You then need to add 3 inches (7/8 centimetres) of compost over the area. Use a quality compost as this will have a good combination of top soil and potting mix.
This whole process will take about four months for the newspaper to degrade and decompose. You can then dig it over and the grass will be gone.
Digging up the lawn will be a guarantee that you will have less weeds. So, it depends on whether you are physically able or have the time to dig the lawn up. If you have a garden with poor access the newspaper trick is still a good option.
Improve your Soil
All areas of your garden soil will need a boost of nutrients at some point.
Adding some organic matter will help enormously. A good 3 inches of rotted leaves, manure or shop bought organic matter in bags will make a significant difference.

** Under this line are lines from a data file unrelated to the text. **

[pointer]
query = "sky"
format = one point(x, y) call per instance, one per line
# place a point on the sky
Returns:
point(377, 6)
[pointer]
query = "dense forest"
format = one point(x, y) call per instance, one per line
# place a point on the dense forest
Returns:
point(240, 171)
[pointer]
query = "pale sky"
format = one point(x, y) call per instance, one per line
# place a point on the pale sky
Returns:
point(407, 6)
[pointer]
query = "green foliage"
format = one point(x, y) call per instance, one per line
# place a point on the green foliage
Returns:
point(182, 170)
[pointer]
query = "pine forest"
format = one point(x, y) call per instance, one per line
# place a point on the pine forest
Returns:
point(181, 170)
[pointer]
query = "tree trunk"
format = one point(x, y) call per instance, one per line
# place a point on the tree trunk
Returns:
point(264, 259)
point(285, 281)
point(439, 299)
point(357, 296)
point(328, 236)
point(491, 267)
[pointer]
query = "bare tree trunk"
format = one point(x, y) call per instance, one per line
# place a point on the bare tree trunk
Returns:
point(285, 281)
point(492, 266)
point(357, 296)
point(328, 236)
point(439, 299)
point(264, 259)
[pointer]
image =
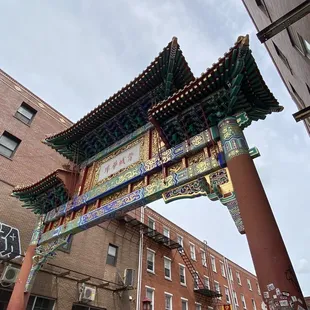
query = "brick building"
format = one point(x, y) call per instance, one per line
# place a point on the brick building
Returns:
point(166, 278)
point(24, 123)
point(283, 26)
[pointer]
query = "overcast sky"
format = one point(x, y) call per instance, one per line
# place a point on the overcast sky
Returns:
point(75, 54)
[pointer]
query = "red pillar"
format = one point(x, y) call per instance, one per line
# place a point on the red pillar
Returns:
point(20, 296)
point(273, 267)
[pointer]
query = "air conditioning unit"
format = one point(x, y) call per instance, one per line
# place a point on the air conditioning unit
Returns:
point(9, 274)
point(87, 293)
point(129, 277)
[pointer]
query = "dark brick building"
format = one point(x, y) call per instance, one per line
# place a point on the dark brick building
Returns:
point(283, 26)
point(25, 121)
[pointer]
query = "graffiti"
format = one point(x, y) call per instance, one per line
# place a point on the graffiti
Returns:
point(9, 242)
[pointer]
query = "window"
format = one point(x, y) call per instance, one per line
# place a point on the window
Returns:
point(298, 98)
point(243, 301)
point(238, 278)
point(168, 301)
point(193, 251)
point(196, 281)
point(223, 269)
point(34, 303)
point(66, 247)
point(213, 264)
point(184, 303)
point(197, 306)
point(217, 288)
point(203, 258)
point(227, 296)
point(166, 232)
point(25, 113)
point(40, 303)
point(167, 266)
point(83, 307)
point(230, 274)
point(282, 56)
point(112, 255)
point(180, 240)
point(207, 282)
point(151, 224)
point(150, 295)
point(235, 298)
point(249, 284)
point(305, 45)
point(182, 275)
point(8, 144)
point(150, 260)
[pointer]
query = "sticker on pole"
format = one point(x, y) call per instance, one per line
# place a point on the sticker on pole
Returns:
point(9, 242)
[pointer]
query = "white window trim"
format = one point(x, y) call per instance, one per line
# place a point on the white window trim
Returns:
point(167, 228)
point(249, 284)
point(235, 295)
point(214, 270)
point(171, 295)
point(206, 277)
point(183, 284)
point(238, 278)
point(202, 251)
point(148, 270)
point(151, 218)
point(169, 259)
point(217, 282)
point(184, 299)
point(182, 240)
point(195, 257)
point(243, 301)
point(153, 295)
point(222, 264)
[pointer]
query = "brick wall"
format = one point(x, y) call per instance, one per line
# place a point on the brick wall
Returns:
point(161, 285)
point(34, 160)
point(299, 75)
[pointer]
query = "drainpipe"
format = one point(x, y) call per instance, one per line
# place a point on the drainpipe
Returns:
point(138, 303)
point(230, 288)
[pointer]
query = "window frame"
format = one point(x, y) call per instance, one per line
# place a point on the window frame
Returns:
point(249, 284)
point(222, 267)
point(243, 301)
point(282, 57)
point(148, 250)
point(203, 258)
point(213, 267)
point(194, 257)
point(238, 278)
point(170, 295)
point(167, 259)
point(208, 281)
point(13, 138)
point(152, 289)
point(23, 117)
point(115, 257)
point(184, 268)
point(226, 290)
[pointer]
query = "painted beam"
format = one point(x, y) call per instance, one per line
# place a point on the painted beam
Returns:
point(133, 200)
point(195, 144)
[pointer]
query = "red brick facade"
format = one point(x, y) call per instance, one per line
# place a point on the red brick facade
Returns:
point(161, 285)
point(295, 71)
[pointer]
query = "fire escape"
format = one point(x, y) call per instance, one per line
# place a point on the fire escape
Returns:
point(161, 239)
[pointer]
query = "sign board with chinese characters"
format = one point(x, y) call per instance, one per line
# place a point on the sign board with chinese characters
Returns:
point(9, 242)
point(119, 162)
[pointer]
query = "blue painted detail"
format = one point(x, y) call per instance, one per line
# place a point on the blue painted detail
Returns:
point(221, 159)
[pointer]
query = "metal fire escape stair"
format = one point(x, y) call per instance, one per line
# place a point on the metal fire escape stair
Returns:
point(201, 289)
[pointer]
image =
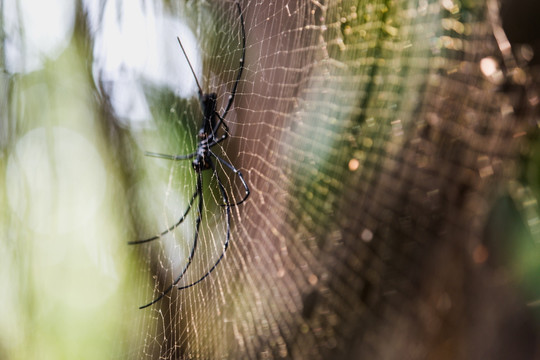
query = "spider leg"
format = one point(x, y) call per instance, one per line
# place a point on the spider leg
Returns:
point(171, 157)
point(193, 247)
point(237, 173)
point(181, 220)
point(226, 244)
point(233, 92)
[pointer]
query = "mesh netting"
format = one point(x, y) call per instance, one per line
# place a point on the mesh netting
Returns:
point(376, 138)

If you leave the matter for a few months, it will work its way into your soil. If you can dig, do so. Digging will loosen up the soil and make it lighter so your new plants can form a good root structure through it. Digging over the depth of about 8 – 12 inches (20-30 centimetres) or so should be deep enough.
If you have opted for a flower bed or vegetable plot, you will only need to turn your soil once a year. Obviously do this in spring before you start planting and the bed is empty.
The texture of your soil is a bit tricky but an easy way to tell if you have the right mix is get a handful and make a loose ball shape, it should damp enough form the shape but when you drop it, dry enough to fall apart.
If you would like to go that one step further to ensure the best results, get a soil testing kit too and check that the ground is suitable for the plants you are wanting to grow.
Picking the Pretties and Yummies
I know from experience when you are waiting for Spring only the amazing free seed and plant catalogues keep you sane waiting for the frosts to pass. Try and marry the varieties with your soil type and growing conditions and you will surprise yourself with a great crop.
Getting things in the Ground
Plan carefully and check which varieties you can plant straight from seed. Some will be able to tolerate the cold, others will definitely not. So, you can either buy plug plants (small plants already established from seed) or buy your own seed and start them off on your window sill or greenhouse. You will have to wait until the last frost has passed.
‘Ne'er cast a clout till May be out’ is some good old advice.
Seedling and plug plants should never dry out, as they get bigger and better established you can reduce watering as much. How often you need to water will depend on the condition of your soil and the weather and position you have the plants.
It’s a trial and error process if you are new to gardening. Never over water as they will rot from the roots.
Over-watering causes as much damage as letting them dry out. If the weather is good, water first thing in the morning this prevents evaporation.
If you must water in full sun because they are looking a bit sad and wilting, be sure not to get water on any leaves etc. As where ever the water goes the sun will scorch and leave nasty brown marks.
Mulching will help keep the weeds out and the water in. There are lots of variants of mulches available. Stick to something that will breakdown in a few months for vegetables and your annual flowers. Look at using something more permanent and longer lasting for perennials like a nice bark. We recommend muckers mulch which can be purchased here- https://tommytopsoil.com/products/mulches/muckers-mulch
Well you have done all the groundwork and now for a bit of upkeep. Water when your garden needs it, more on hotter days. Pull the weeds up and stop them getting big. (This is why veggies are planted in careful rows, so you can differentiate between the young plants and the weeds).
About way through the growing season dig in some dry fertilizer its very reasonably priced. Other than that you can water in a liquid one every month.